The novella centers around a female protagonist whose house was left preserved from the yawnings. Nevertheless, the house slowly changes and morphs together with other houses, merging the protagonist’s life with other people. The house and the inhabitants slowly merge together as well. The novella shows the slow decline and the merging of the main protagonist together with her house, while she travels from room to room, containing various versions of her past self.

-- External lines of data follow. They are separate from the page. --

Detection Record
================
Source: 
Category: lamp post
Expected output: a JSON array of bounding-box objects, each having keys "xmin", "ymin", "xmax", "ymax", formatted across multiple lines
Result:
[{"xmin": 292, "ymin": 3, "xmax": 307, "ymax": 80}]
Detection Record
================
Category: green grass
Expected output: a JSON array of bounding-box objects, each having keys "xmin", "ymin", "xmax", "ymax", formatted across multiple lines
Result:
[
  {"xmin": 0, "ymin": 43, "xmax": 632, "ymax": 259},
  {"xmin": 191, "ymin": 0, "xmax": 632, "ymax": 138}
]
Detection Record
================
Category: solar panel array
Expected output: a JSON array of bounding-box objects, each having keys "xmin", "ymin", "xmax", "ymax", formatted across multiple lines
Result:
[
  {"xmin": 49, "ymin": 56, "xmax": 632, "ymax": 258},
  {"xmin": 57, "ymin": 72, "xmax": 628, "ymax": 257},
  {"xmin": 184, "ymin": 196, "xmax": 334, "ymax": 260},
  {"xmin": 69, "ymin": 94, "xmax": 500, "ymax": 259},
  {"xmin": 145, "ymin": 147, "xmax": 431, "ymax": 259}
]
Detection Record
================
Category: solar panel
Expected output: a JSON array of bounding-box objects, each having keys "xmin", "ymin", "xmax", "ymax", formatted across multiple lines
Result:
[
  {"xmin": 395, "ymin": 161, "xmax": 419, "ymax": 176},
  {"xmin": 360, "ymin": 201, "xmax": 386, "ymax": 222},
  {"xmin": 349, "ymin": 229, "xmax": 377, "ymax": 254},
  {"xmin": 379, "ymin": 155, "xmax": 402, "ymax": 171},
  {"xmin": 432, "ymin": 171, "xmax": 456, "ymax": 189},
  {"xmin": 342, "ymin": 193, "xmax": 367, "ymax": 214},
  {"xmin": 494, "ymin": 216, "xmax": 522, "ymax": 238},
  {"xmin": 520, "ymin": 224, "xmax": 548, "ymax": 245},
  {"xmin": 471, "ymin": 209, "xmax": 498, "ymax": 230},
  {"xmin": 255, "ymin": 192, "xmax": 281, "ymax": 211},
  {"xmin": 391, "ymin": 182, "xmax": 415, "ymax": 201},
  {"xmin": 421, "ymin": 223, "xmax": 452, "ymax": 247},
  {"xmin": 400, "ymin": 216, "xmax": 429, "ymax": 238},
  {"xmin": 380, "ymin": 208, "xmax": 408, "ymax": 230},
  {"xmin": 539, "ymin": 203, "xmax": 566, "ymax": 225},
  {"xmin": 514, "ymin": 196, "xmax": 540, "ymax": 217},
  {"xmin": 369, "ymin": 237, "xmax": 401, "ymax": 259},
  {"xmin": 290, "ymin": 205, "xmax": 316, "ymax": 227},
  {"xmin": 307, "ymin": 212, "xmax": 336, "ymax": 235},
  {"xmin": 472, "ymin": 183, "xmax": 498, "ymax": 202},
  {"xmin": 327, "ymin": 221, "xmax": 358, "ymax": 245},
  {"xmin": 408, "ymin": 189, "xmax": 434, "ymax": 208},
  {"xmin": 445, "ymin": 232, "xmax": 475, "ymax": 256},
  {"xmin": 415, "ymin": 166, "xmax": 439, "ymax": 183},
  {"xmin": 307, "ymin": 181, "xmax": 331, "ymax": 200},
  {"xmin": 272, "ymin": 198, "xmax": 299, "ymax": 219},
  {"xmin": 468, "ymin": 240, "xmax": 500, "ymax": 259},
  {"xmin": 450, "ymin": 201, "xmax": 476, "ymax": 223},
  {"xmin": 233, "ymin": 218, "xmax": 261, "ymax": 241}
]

Getting past the surface level of the novella, one can interpret it as a visceral representation of claustrophobia. It is shown through the visual imagery of merging with other people’s bodies and merging with the house, slowly becoming one with the house and towards the end expanding so that there is no more place to move-the body and the house became one.
The novella deals with the exploration of one's self, various versions of oneself throughout the life, shown in the protagonist’s exploration of different rooms, each representing a different version of herself. It also shows the fear from the outside world-the protagonist often times fearfully peers through the keyhole, or the windows, watching the decaying outside world. She never leaves the house. At the end of the novella she is surrounded by windows but can’t see anything through them; she completely isolated herself, turned into her house and the outside doesn’t exist anymore.
When it comes to the structure of the novella, it is written in a way that portrays the confinement with the bracketed sentences and paragraphs. The repetition of certain phrases and sentence shows the effort to keep oneself together, to not forget oneself. It shows the protagonist’s decline and her struggle to not lose herself.